The Uefa president said the game's European ruling body had no intention of interfering with rules for domestic leagues but wanted to ensure "financial fair play" in their own competitions such as the Champions League and Uefa Cup.
If such a move was agreed it could eventually mean that clubs such as Manchester United, Arsenal, Chelsea and Liverpool who regularly qualify for the Champions Leagues having to satisfy Uefa rules on debts and even how much they spend on wages.
Britain's sports minister Gerry Sutcliffe, in Biarritz to hear Platini's speech, and the Premier League are fiercely opposing the proposals.
Platini said: "What Uefa can do - and we are thinking seriously about doing it - is to reinforce and improve our system for granting licences for our own club competitions.
"It is in this way that we wish to contribute to financial fair play, and start responding to the expectations of the various parties involved in our sport."
He added: "Fiscal rules in Europe are extremely diverse...and the systems of licensing, control and financial management of football clubs involve a myriad of concepts and different regulations.
"Uefa is not going to charge itself with the task of harmonising European fiscal issues.
"Uefa is not going to impose its licensing system on national associations for their own competitions," Platini told the ministers.

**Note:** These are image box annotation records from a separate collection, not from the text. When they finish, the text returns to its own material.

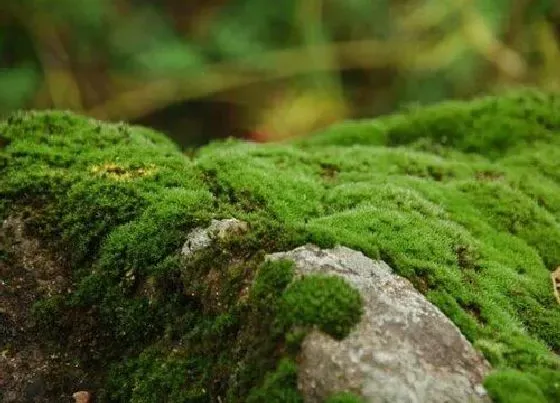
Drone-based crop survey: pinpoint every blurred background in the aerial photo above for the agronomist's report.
[0,0,560,147]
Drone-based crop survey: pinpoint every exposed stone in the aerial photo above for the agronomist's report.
[269,246,490,403]
[181,218,248,258]
[72,390,91,403]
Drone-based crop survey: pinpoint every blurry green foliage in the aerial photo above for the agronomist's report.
[0,0,560,144]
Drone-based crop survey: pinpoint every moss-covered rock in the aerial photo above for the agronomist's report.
[0,90,560,402]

Platini also called for a halt to the trafficking of young footballers, and a ban on transfers of players under the age of 18 - the Premier League also opposes the latter proposal.
Platini said: "Today, in the world and in Europe, there is trafficking of children. I will not mince my words because the situation is serious.
"What else do you call a phenomenon whereby children aged 12 or 13 are torn away from their environment and culture to join a business in return for payment? This is what is happening in football.
"Together with Fifa, we are studying remedies, but measures can already be taken to ban the international transfer of minors, even within the European Union.
"In numerous European states, strict rules exist which prevent clubs - on threat of sporting sanctions - poaching [young players] from their rivals' training centres. However, these rules do not exist at European Union level.
"It is in this context that we would like to be able to ban international transfers of players under the age of 18 within the EU.
"This is not to create an obstacle to the free movement of labour - it is an urgent matter relating to helping youngsters in danger."
Platini also argued that sport should be treated as a specific entity and not the same as business.